La guerra della ñ
Esiste soltanto nell’alfabeto castigliano. La ñ non è una cosa per tutte le lingue. La si trova soltanto nell’idioma del Cervantes e, col tempo, è diventata un orgoglioso segno identitario della lingua spagnola. La tilde era stata utilizzata, qualche anno fa, nel simbolo della prima presidenza di Madrid per l’Unione Europea: una e di Europa con sopra la tilde della eñe. Ora è in pericolo e, nell’era di Internet, rischia la scomparsa dalle tastiere. Lo testimoniano le numerose Espana invece di España. E anche se non è corretto, ci si abitua. Ma il quotidiano argentino El Clarin, non ci sta, e col suo supplemento settimane di cultura, ha intrapreso, tramite il suo sito, una battaglia per dire sì alla Ñ in Internet e per riconoscerla nei domini .ar e .com.ar.

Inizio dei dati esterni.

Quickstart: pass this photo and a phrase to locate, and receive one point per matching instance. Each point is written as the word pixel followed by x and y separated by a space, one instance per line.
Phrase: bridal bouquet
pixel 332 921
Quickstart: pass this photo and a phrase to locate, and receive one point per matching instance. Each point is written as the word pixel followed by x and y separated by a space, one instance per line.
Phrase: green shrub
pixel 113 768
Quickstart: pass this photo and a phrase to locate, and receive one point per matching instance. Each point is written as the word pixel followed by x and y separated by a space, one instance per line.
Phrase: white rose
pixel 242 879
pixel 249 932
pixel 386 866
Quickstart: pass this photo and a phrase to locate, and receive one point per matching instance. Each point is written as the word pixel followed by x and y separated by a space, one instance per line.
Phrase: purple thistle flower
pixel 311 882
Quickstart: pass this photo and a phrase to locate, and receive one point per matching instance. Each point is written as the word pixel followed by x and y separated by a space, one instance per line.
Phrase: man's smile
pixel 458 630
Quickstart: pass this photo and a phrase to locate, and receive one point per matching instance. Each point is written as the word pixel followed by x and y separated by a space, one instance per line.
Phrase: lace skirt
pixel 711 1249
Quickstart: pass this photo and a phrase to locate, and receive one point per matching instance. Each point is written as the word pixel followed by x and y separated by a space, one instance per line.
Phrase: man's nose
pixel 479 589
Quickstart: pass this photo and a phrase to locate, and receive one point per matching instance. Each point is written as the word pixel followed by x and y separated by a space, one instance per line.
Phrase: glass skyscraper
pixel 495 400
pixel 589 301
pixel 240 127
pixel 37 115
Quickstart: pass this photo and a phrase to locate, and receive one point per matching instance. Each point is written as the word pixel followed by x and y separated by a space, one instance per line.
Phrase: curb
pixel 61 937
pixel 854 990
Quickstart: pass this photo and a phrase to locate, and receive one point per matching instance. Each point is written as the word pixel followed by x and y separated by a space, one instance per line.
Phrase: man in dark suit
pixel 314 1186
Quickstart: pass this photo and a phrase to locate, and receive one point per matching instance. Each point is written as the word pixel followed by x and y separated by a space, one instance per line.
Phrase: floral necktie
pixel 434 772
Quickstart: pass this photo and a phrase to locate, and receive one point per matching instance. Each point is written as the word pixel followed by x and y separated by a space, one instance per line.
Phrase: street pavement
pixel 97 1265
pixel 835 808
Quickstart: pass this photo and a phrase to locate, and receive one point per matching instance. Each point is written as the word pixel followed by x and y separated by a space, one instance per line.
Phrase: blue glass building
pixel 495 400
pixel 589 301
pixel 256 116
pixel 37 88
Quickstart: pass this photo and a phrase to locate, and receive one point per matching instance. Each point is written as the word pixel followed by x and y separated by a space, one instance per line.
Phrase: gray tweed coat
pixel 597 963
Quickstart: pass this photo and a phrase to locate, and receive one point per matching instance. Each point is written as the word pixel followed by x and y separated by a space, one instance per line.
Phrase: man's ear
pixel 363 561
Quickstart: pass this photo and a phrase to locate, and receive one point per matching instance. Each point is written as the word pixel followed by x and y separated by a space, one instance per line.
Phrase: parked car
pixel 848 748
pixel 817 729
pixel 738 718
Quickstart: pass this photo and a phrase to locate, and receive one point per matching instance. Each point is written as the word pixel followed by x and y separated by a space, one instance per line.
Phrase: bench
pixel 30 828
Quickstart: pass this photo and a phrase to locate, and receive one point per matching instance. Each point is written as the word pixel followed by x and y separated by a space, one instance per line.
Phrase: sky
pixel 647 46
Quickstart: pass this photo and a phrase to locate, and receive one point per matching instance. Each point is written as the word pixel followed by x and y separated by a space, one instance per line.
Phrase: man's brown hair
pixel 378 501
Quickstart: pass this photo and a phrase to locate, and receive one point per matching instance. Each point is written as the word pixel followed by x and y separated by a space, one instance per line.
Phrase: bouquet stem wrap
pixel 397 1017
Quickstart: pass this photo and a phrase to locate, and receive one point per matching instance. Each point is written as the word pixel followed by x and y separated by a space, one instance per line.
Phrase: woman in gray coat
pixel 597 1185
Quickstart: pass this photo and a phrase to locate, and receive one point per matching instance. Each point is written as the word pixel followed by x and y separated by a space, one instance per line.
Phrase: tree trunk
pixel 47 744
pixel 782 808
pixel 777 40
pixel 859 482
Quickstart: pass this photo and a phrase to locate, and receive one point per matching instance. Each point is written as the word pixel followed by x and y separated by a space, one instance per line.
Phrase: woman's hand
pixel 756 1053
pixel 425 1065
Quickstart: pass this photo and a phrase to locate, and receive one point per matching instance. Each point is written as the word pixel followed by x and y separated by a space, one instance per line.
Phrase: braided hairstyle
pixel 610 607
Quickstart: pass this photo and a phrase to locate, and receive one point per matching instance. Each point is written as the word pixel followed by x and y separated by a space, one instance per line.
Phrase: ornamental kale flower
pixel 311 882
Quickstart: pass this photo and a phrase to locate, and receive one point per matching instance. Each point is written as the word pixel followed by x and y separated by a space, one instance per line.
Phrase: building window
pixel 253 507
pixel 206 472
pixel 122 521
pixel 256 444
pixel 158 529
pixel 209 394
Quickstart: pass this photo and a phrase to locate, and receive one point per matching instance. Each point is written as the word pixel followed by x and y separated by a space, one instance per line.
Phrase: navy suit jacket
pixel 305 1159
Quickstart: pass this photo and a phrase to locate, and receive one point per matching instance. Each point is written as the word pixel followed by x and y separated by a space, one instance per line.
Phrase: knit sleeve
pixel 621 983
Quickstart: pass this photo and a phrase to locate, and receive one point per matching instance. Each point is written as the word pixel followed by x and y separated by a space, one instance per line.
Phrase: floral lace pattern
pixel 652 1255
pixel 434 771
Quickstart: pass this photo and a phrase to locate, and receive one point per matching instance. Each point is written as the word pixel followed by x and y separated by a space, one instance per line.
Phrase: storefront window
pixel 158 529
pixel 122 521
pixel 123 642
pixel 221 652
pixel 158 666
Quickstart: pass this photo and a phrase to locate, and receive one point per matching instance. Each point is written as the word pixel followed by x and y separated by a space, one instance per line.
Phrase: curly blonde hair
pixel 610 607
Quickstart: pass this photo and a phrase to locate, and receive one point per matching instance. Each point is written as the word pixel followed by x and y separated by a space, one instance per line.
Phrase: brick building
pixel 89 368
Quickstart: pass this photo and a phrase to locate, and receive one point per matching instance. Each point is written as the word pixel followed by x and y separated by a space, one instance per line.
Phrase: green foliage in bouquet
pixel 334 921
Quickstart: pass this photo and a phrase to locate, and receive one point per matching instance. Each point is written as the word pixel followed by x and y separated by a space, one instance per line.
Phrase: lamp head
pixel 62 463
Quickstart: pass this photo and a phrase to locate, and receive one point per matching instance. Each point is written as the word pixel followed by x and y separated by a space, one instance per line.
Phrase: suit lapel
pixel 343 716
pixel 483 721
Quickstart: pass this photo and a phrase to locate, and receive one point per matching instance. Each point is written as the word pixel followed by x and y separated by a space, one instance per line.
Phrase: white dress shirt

Ed è stato un successo, con cinquemila adesioni in meno di due giorni. Perché non è lo stesso dire mono (scimmia) o moño (chignon). Panal (nido d’api) o pañal (pannolino). Molti argentini e spagnoli hanno ribadito che sarebbe come privare le parole della loro corretta scrittura. È togliere loro la storia, le caratteristiche che nella storia hanno formato il loro significato e il loro spirito. Perché c’è un’identità da rispettare. Come questo sciolingua che giustifica l’esistenza nelle tilde anche in Internet. Para que los niños ñoños coman ñoquis por la mañana en el baño. Traduzione: affinché i bambini teneri mangino gnocchi alla mattina in bagno. Che non sarebbe lo stesso senza ñ.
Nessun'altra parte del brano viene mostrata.